The sigmoid function, courtesy Wikimedia Commons.

The sigmoid function is an “S”-shaped curve and can map the weighted input sum to a value between 0 and 1 (Which helps simplify calculations with normalized data).

Making Mistakes

Much like how no one is born knowing how to ride a bike, artificial neural networks must also be taught and trained how to process inputs correctly. There are two schools of thought regarding learning: supervised and unsupervised. Backpropagation is a common training method that can be used in both settings, though is generally considered a supervised learning technique. A two part process, it begins with error propagation. The network’s output is compared to a desired output, and the error in the output is calculated by a loss function. This error is propagated backward through the network to determine each neuron’s contribution. These error values are then used to calculate the gradient of the loss function. The gradient is the slope or “steepness” of the loss function. The lowest point of the loss function is where error is smallest. The goal of the second part of the process is to find the input weights that will lead to this minimum. Optimization methods, such as gradient descent, are used to calculate new input weights for the network. These input weights are updated with the new, “optimized” values, and the process is repeated.

Error surface of a neuron

3-D plot of a neuron's error with two inputs, courtesy Wikimedia Commons.

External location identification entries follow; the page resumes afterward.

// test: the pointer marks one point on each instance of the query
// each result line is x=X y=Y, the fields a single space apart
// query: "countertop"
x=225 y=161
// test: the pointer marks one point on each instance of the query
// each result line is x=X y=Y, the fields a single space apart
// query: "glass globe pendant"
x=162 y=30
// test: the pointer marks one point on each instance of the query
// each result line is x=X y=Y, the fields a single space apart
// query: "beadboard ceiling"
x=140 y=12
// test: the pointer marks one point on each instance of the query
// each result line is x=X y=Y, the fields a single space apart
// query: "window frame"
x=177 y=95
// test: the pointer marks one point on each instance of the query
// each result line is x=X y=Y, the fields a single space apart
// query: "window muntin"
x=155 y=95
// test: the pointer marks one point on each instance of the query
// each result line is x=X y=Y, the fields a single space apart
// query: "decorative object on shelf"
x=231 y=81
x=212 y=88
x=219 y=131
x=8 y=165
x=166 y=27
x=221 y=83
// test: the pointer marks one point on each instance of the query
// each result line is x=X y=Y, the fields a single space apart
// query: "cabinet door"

For a step-by-step example of backpropagation, check out this tutorial.

The Tip of the Iceberg

Machine learning and artificial neural networks are exciting tools that are already integrating into the technology we use everyday. The scope of their use and abilities is only growing. While there are still many unique and perplexing challenges to overcome, one day our interactions with them may become as casual and universal as smartphones are today.